Our new driver, Moses, takes us towards a grove of trees but before we get there, we stop to watch the antics of some zebra.
And sure enough, there are baboons in the area.
Just outside the grove, a small group of elephants eat their way through the famous marsh of the Masai Mara. Two years without rain means there’s not much liquid around, but I see evidence that water is just below the surface of the ground.
|The adult elephant is throwinhg dirt on herself to protect her skin from the insects and the sun.|
We find lilac breasted rollers in the trees and photograph these beauties for a while.
Farther into the marsh, we come across two sleeping lionesses, who couldn’t care enough about our very close proximity to open their eyes all the way.
We see a beautiful saddle-billed stork.
Moses, a photographer himself, has an agenda in mind. He saves the best of this drive for late afternoon when everything seems to have a gossamer veneer of lustrous gold leaf.
Three young lion cubs are lying on the beautifully weathered trunk of a fallen tree. They watch the adult females of the pride, who are sleeping on a grassy mound a couple hundred feet away. Obviously, their mother has left them there and told them to stay.
|Watching out for its siblings is hard work.|
|Especially when one wants a nap.|
|Be still, my heart....|
|A sibling needs grooming.|
With a signal unseen and unheard by humans, all three climb down off the log and make their way towards the pride. At the same time, one lioness nudges another to wake her.
|Oh, time already?|
Then, she walks toward the cubs.
|The cubs rush to greet her.|
When she lies down, one cub heads right for a filling station, while the others continue their affection greeting.
|The nursing cub relinquishes her spot and goes to greet its mother.|
And right here is when I fell in love with lion cubs:
When the cubs have finished nursing, they start out for the rest of the pride, but pause to sniff a spot where one cub had urinated.
And then, all three exhibit the Flehman response, in which the upper lip is pulled back to show the teeth and gums. This from Wikipedia:
The main function of flehmen is intraspecific communication by transferring air containing pheremones and other scents to the VNO, an olfactory chemosensory organ located between the roof of the mouth and the palate.
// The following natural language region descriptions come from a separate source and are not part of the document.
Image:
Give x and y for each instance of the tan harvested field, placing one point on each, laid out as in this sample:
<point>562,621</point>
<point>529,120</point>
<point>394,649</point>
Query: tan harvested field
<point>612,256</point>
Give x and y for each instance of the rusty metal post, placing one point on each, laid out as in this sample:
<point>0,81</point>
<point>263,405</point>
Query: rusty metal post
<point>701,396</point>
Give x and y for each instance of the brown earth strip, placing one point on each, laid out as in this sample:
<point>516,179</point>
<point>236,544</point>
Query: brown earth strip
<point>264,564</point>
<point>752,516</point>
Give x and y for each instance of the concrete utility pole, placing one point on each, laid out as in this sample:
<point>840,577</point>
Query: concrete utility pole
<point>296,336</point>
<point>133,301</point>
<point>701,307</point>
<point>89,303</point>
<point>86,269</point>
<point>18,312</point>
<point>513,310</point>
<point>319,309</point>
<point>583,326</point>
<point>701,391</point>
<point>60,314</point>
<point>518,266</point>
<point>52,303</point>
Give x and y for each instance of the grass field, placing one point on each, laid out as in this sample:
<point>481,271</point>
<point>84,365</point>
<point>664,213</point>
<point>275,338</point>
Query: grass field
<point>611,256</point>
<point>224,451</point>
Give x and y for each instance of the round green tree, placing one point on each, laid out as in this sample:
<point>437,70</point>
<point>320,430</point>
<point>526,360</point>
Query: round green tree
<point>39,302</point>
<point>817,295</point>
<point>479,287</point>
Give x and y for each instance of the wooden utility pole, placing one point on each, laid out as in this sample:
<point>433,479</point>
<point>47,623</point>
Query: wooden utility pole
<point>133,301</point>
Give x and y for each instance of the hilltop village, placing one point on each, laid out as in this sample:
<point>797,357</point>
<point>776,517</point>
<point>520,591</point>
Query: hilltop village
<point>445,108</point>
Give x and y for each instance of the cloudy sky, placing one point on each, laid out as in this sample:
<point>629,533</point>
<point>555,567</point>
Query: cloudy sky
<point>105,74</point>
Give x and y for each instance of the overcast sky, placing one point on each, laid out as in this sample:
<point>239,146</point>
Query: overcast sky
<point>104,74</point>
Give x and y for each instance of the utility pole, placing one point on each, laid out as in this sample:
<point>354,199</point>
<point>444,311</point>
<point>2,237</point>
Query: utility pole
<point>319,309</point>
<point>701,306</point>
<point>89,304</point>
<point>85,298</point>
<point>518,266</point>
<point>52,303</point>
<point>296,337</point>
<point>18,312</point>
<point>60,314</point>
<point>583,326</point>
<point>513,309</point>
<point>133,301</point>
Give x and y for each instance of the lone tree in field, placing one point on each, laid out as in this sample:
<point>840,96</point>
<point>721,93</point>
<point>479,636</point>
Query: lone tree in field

This provides chemical cues which animals use in a variety of ways.
And so does mamma:
That done, they're off to join the aunties with more affectionate greetings:
|With a little play along the way...|
We move closer to the pride and watch the greetings.
The upper lioness isn't quite ready for the cubs.
After a while, the pride moves a short distance away, with the cubs and their antics stealing our hearts.
|Look what I can do!|
And then it's time to return to camp, just a few minutes away. It's the night of a full moon, and I wonder what that has in store for us on our first night at Governor's Camp.